[アイランドリーグ]
徳島・島田直也監督「岩根に忘れてほしくないピッチングの基本」

ストレートあっての変化球

 残り9試合で首位とは2ゲーム差。逆転優勝を目指すには、トーナメント方式で1試合1試合を勝っていくことが求められます。プレッシャーがかかる戦いでは、ミスをしたほうが負けです。まだまだ徳島もミスが多いですが、選手たちにはこれまで練習してきたことを信じて、思い切って勝負をしてほしいと感じています。

 前期と比較すれば投打ともチーム状態は確実に良くなっています。投手では岩根成海が先発に転向し、後期で3勝。最初は長いイニングを投げることに慣れない部分もあったようですが、8月4日には首位・愛媛相手に8回無失点の好投。その他の登板でも試合はまずまずつくれています。

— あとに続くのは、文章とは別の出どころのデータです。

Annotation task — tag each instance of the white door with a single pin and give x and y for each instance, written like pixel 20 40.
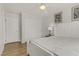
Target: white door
pixel 12 27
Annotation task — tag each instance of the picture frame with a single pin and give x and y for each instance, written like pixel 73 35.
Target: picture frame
pixel 58 17
pixel 75 13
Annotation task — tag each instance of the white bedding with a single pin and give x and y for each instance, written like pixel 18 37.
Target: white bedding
pixel 60 46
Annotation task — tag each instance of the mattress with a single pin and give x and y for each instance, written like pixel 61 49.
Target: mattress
pixel 59 45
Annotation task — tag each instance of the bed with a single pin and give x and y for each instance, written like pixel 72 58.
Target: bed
pixel 65 43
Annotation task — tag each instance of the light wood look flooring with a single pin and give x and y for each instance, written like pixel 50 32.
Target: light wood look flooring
pixel 15 49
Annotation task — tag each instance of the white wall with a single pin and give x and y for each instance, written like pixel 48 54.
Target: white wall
pixel 2 28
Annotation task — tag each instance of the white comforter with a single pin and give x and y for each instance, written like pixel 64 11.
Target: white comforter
pixel 60 46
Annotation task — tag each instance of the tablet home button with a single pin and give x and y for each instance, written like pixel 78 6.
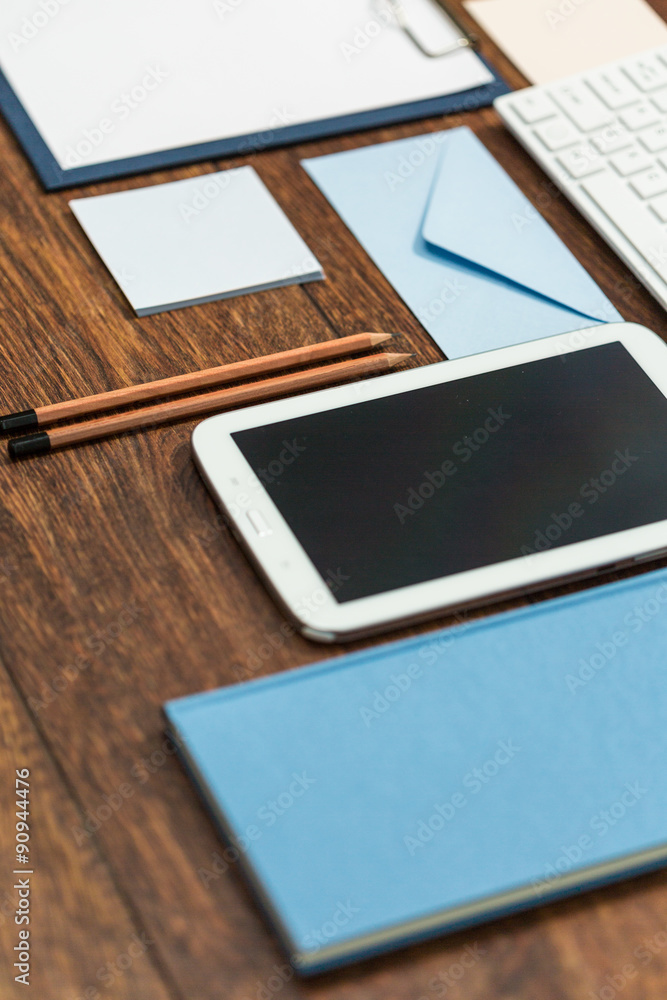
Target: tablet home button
pixel 259 524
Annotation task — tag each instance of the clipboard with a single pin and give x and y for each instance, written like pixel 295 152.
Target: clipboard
pixel 70 103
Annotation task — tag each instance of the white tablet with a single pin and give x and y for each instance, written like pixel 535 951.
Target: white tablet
pixel 415 494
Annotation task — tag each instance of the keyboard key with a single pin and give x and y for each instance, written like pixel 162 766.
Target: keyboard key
pixel 612 138
pixel 654 138
pixel 582 106
pixel 647 72
pixel 613 87
pixel 557 134
pixel 580 161
pixel 534 106
pixel 647 236
pixel 631 161
pixel 650 183
pixel 659 206
pixel 639 116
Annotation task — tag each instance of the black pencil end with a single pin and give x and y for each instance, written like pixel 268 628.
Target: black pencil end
pixel 31 444
pixel 21 421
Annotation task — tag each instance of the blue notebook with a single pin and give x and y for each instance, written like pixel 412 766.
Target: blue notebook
pixel 394 794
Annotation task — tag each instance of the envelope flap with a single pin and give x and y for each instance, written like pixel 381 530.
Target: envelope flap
pixel 478 213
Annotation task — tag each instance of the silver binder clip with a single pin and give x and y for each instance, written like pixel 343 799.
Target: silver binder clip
pixel 465 39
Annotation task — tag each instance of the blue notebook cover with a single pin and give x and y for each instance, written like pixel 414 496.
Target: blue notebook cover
pixel 404 791
pixel 54 177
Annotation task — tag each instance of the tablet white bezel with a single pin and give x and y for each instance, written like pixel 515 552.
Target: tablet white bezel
pixel 291 575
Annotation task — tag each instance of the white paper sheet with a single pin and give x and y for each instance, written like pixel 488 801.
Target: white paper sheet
pixel 196 240
pixel 550 39
pixel 105 80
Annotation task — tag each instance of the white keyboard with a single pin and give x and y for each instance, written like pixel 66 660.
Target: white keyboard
pixel 602 138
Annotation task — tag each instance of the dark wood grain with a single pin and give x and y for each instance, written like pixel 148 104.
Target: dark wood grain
pixel 120 588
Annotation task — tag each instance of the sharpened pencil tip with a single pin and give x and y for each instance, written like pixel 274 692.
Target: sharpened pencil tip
pixel 380 338
pixel 397 359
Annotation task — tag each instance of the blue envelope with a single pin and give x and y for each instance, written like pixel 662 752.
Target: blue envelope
pixel 466 251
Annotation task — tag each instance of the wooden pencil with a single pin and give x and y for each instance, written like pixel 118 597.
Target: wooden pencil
pixel 194 406
pixel 43 416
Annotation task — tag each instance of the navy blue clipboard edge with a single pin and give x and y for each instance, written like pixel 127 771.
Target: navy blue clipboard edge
pixel 54 178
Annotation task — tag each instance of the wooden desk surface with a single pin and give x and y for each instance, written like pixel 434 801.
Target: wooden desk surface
pixel 121 588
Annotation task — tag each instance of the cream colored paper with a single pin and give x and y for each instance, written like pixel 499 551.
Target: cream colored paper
pixel 549 39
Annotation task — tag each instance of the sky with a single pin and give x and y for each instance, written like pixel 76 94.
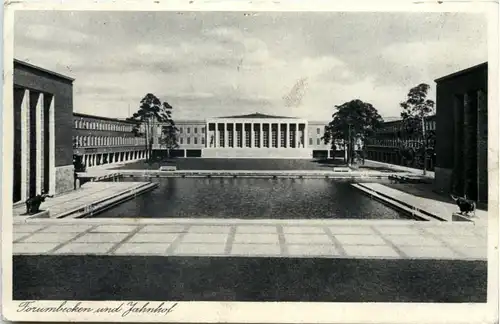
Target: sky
pixel 209 64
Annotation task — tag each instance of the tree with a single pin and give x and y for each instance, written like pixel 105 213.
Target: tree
pixel 169 132
pixel 353 120
pixel 416 109
pixel 151 112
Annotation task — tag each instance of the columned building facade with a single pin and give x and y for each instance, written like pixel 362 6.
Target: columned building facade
pixel 256 135
pixel 42 157
pixel 248 136
pixel 462 133
pixel 102 140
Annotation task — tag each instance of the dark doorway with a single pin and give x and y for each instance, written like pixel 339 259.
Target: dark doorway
pixel 16 172
pixel 46 139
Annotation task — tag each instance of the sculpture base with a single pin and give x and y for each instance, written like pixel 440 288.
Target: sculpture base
pixel 457 217
pixel 168 168
pixel 40 214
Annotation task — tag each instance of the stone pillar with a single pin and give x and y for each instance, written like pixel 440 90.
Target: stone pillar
pixel 235 143
pixel 207 129
pixel 287 134
pixel 296 135
pixel 39 143
pixel 482 146
pixel 305 140
pixel 25 145
pixel 226 137
pixel 278 136
pixel 252 135
pixel 261 135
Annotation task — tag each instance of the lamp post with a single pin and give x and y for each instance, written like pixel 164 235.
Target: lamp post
pixel 349 156
pixel 425 144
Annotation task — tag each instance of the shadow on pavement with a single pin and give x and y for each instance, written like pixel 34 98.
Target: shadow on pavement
pixel 247 279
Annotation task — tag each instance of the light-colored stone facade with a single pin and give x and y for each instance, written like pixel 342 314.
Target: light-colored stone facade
pixel 64 178
pixel 250 136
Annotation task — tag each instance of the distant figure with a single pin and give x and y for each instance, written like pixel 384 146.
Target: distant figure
pixel 466 206
pixel 33 203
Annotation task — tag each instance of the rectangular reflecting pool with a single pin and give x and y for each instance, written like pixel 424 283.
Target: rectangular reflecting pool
pixel 252 198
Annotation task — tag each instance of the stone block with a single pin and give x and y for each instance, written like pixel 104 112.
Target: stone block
pixel 457 217
pixel 64 178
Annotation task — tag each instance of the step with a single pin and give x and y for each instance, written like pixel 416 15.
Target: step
pixel 394 203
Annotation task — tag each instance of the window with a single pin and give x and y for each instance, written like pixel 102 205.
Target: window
pixel 238 139
pixel 221 139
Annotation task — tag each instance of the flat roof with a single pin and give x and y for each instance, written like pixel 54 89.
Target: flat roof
pixel 34 67
pixel 461 72
pixel 102 118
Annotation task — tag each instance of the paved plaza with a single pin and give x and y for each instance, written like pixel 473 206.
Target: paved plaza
pixel 272 238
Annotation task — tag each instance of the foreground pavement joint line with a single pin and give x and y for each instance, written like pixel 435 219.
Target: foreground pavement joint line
pixel 76 237
pixel 125 239
pixel 28 235
pixel 173 246
pixel 390 243
pixel 335 241
pixel 230 240
pixel 438 238
pixel 282 240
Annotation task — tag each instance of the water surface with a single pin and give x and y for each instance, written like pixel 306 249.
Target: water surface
pixel 252 198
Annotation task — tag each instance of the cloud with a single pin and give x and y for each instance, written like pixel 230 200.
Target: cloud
pixel 224 63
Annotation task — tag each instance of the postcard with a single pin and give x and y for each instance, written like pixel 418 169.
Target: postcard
pixel 250 162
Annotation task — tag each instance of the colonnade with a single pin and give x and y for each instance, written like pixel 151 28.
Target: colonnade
pixel 256 135
pixel 95 159
pixel 34 144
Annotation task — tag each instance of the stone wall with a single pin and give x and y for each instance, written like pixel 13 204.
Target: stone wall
pixel 64 178
pixel 443 180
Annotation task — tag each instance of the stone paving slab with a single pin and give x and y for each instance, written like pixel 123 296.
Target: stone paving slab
pixel 441 209
pixel 234 237
pixel 88 194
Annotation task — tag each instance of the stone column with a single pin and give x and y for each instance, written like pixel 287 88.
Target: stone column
pixel 25 117
pixel 40 143
pixel 287 134
pixel 207 129
pixel 216 139
pixel 278 136
pixel 305 141
pixel 261 135
pixel 226 137
pixel 296 135
pixel 234 135
pixel 252 136
pixel 482 146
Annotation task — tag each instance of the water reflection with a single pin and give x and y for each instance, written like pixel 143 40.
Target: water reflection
pixel 252 198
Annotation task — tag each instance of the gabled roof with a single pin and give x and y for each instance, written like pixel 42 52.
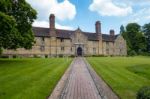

 昨年、岩根はセットアッパーとして防御率0.68と素晴らしい活躍をしました。ただ、今季は投手陣が大幅に入れ替わる中、当初は先発の柱として投げてもらう構想でした。しかし、ルーキーの山口直紘らが先発として使えるメドが立ち、ブルペンの陣容が固まらなかったことから、前期では昨季同様、終盤のイニングを任せることになったのです。

 しかし、今季の岩根は昨年のような力でねじ伏せるピッチングがなかなか見られませんでした。前回も紹介したように結果を出そうとするあまり、かえって自らの持ち味を見失い、負の連鎖に陥っていたのです。ストレートで押せばいいところを変化球でかわそうとして打たれたり、ボールが先行する……。先発に配置転換しても、このスタイルはなかなか変わりませんでした。

 迎えた8月11日の福岡ソフトバンク3軍戦。岩根はNPB相手にかわすピッチングを繰り返し、3回5失点でKOされました。試合後、僕は彼に注意をしました。
「せっかくのNPBとの対戦でかわしていたら意味がない。もっと勝負しないとスカウトにはアピールできないよ」

 かなり厳しく指摘したのが、少しは効いたのでしょうか。それからはキャッチャーの山城と話し合って、ストレートでインコースを徹底して突くケースも増えてきました。

 ピッチングの基本はあくまでもストレート。ストレートがあっての変化球です。この原点を忘れると長続きしません。ましてや岩根のウリは勢いのあるストレート。残り試合も、その強みを最大限生かした内容を披露してほしいと思っています。